Excerpt: An Exception
Riot scowled over the ad board, feeling frustrated and out of place. He was supposed to be working in the Territories or playing with the children in the back courtyard. But no. He’d made the strategically and financially unsound decision not to suck Lord Gravington’s cock and so was reduced to scouring the ad board for work.
He stepped out of the way of a cluster of rude, loud, obnoxious young people. Really. Once children passed the age where they were cute they needed to be locked up until they could act like moderately civilized adults.
Adjusting the folds of his collar, he waited until they had wandered away again and resumed his own vain search. He just needed a job that would pay good money and, preferably, get him out of town for a short while. Long enough for rumors to stop circulating, damn Gravington anyway.
He stared at the ads, miserable and frustrated. As if anyone who needed a high-grade mage was going to leave a notice on one of the city ad boards. It chafed that he was going to have to find non-magic work, but he’d sealed his own fate when he’d refused to play the whore. Never mind it was Gravington who was in the wrong. No, that was entirely too reasonable and logical for anyone to accept.
Tamping down on his bitterness because it would get him nowhere, Riot swallowed his pride and began to look for more mundane work. But the ads only proved discouraging; each one was worse than the one before it. Riot had never felt his age so acutely. He was forty two years old—he should have been established, settled and secure in his place.

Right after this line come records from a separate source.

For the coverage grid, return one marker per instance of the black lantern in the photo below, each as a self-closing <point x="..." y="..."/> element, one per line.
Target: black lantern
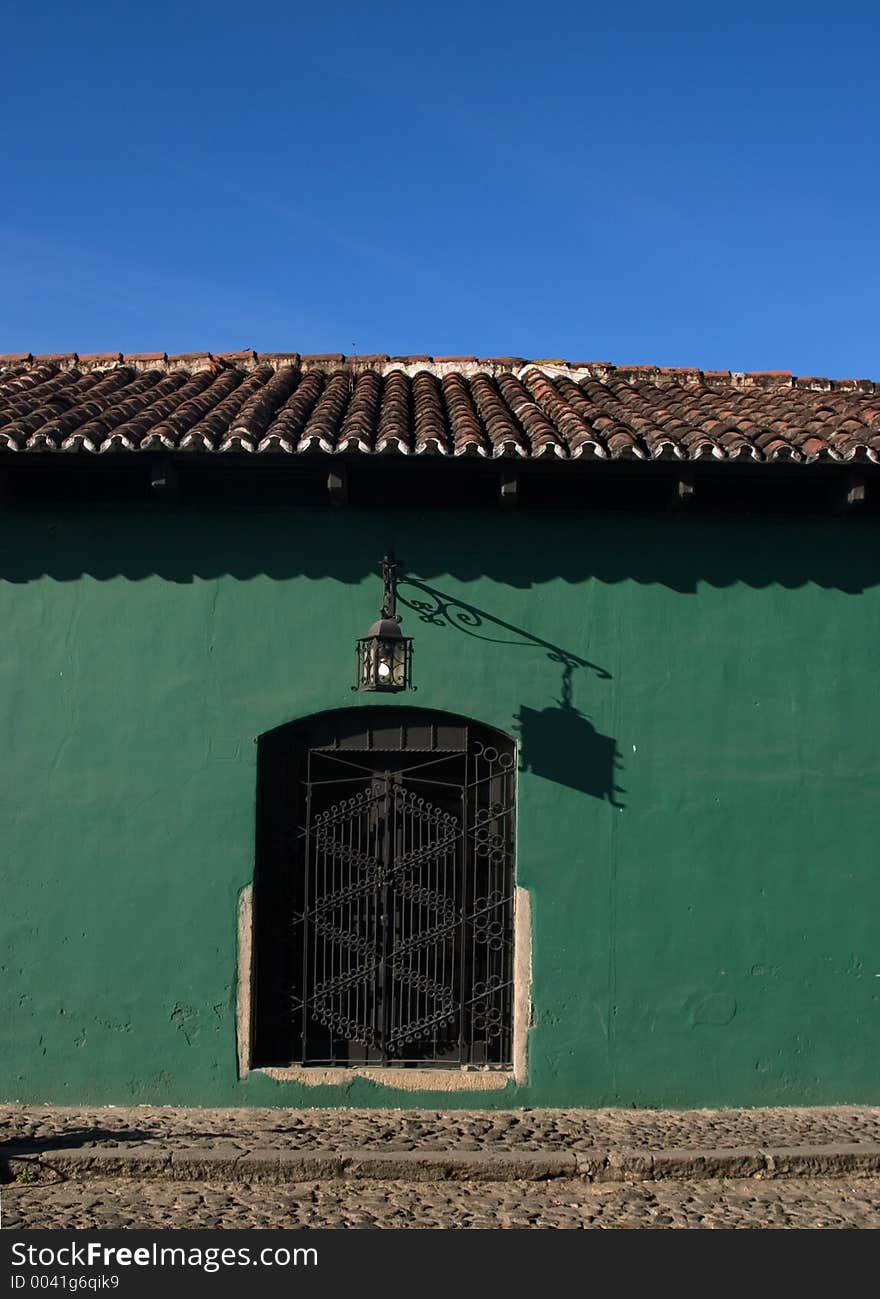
<point x="384" y="655"/>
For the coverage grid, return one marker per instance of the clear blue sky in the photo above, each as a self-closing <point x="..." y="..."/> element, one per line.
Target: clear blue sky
<point x="685" y="183"/>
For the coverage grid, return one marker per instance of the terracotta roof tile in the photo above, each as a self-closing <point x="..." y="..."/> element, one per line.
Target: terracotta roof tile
<point x="285" y="402"/>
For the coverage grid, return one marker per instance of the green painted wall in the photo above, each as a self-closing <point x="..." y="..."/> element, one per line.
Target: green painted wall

He had been all of those things. Until the new city lord had arrived, young and vain and stupid. Had decided that he would rather fill his new castle, his new toy, with friends and toadies. Had arrogantly believed that someone like Riot would do anything to keep his position because where else did a settled mage of his years have to go?
Riot heaved a sigh and abandoned the ad board, headed back to his room at the Mute Rooster.
His room a tiny, dusty thing in the attic of the cheap inn, he sat at a scuffed, rickety table and stared out the window.
The last time he had been in such a room he had been fresh from the academy and new to the city, bright and hopeful and eager. And absolutely certain that he would find the fighter he was meant to be bond with, be with forever.
The jewels set in his wrists and forehead were dull gray; it had been so long since he’d used his magic. He had never found a fighter who wanted to bond with him, but he’d found a life that made him happy enough. Until three days ago he’d been absolutely certain he would die still happily serving the castle of Montior City.
Clearly, age did not necessarily equal wisdom. He was plenty old enough to know that nothing was ever certain.